Senior Officer Says British Army Has Been So Degraded by Cuts UK Is No Longer Capable of Fighting A War on Its Own
Story Code : 1046387
Major General Charles Collins, Assistant Chief of the General Staff, said the Government needed to accept the "humiliation" that the Army’s days of independently fighting wars such as in the Falklands were over and that Britain’s future role was merely to "complement" other nations’ troops.
Gen Collins, who is widely tipped to be a future head of the Army, said, "While once we assumed that others would fill the gaps in our order of battle, we must now have the strategic humility to prepare to complement another nation’s force."
He also said that if Britain were fighting the Ukraine war alone, it would have already run out of ammunition and equipment, and questioned whether the UK could still claim to be one of the leading members of NATO.
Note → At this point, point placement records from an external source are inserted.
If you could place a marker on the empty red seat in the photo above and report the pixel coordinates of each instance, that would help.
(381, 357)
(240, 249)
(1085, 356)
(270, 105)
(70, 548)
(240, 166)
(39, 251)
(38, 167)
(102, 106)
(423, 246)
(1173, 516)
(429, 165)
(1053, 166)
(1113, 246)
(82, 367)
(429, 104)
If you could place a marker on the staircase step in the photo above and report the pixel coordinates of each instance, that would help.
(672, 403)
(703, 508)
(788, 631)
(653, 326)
The officer made the outspoken comments in a wide-ranging article on the future of the Army for the British Army Review magazine, which was cleared for publication by both Ben Wallace, the Defence Secretary, and General Sir Patrick Sanders, Chief of the General Staff.
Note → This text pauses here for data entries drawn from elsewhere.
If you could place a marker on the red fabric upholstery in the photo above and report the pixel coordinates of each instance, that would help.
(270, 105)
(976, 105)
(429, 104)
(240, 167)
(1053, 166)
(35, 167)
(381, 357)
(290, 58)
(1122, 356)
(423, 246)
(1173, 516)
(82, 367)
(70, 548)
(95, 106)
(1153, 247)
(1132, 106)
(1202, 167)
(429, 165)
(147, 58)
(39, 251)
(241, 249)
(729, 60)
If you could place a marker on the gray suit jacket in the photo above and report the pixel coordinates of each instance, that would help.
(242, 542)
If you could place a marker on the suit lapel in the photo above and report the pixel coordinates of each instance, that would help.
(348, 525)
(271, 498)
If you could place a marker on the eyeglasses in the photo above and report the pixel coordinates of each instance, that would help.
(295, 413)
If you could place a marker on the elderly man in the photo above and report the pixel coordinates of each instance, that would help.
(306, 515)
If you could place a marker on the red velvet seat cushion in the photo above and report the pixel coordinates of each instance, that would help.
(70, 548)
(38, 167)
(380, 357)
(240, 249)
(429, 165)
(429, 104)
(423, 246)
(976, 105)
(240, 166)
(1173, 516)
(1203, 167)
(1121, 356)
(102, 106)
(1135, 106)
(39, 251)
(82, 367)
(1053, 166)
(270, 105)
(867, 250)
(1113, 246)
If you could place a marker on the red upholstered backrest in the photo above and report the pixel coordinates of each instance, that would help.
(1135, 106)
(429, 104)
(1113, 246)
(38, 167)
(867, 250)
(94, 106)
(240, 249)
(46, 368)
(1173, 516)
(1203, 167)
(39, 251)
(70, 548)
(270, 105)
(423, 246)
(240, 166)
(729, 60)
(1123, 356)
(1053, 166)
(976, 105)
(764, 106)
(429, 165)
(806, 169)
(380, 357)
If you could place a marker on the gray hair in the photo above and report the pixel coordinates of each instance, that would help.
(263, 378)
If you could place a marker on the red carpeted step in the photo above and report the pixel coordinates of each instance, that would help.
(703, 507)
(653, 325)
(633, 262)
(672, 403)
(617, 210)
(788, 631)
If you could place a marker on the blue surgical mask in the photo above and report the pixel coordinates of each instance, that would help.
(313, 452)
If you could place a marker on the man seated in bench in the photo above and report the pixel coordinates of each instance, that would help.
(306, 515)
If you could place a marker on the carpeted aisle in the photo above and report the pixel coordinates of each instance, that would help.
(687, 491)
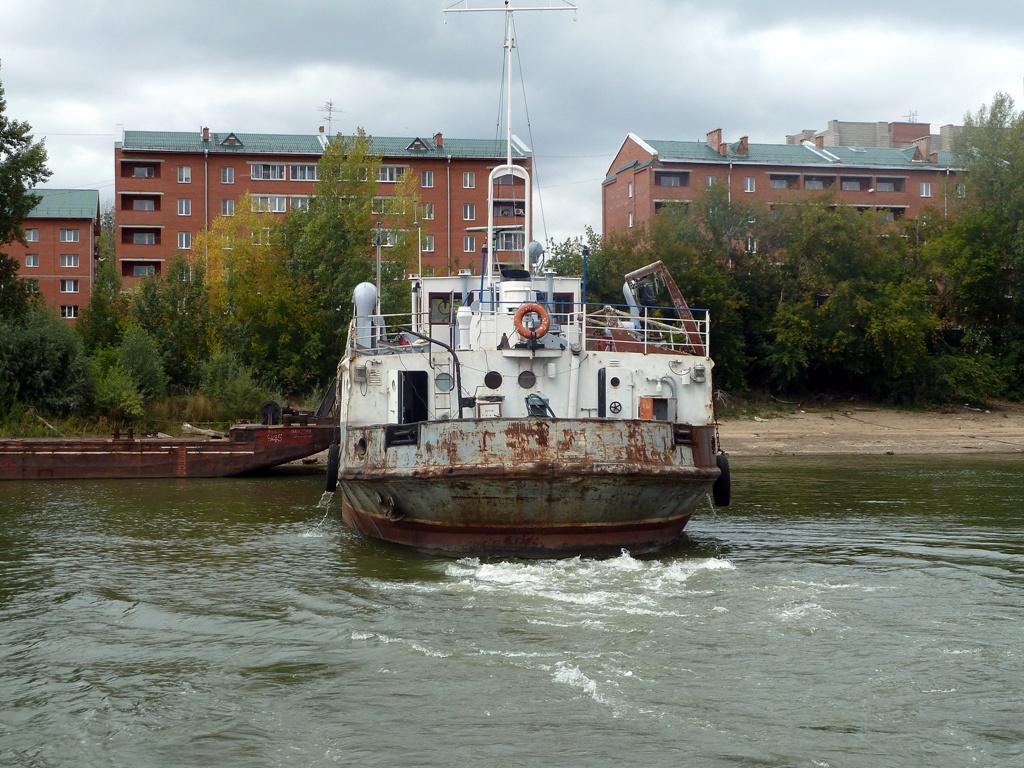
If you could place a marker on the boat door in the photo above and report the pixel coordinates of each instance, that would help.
(407, 400)
(614, 393)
Wallace has made an impassioned plea for an increase in defence spending as Chancellor Jeremy Hunt prepares his Budget this week. Wallace has called for an extra £11 billion over the next two years to keep pace with inflation, but is likely to have to settle for about £5 billion.
Gen Collins, who has been a soldier for 28 years, said the war in Ukraine had clearly demonstrated the need for land forces such as tanks, troops and mechanised artillery.
But he said the reality was that the war had also exposed what he called the "current shortcomings of the British Army".
Gen Collins is a highly experienced infantry commander who has served in both Iraq and Afghanistan and was awarded the Distinguished Service Order.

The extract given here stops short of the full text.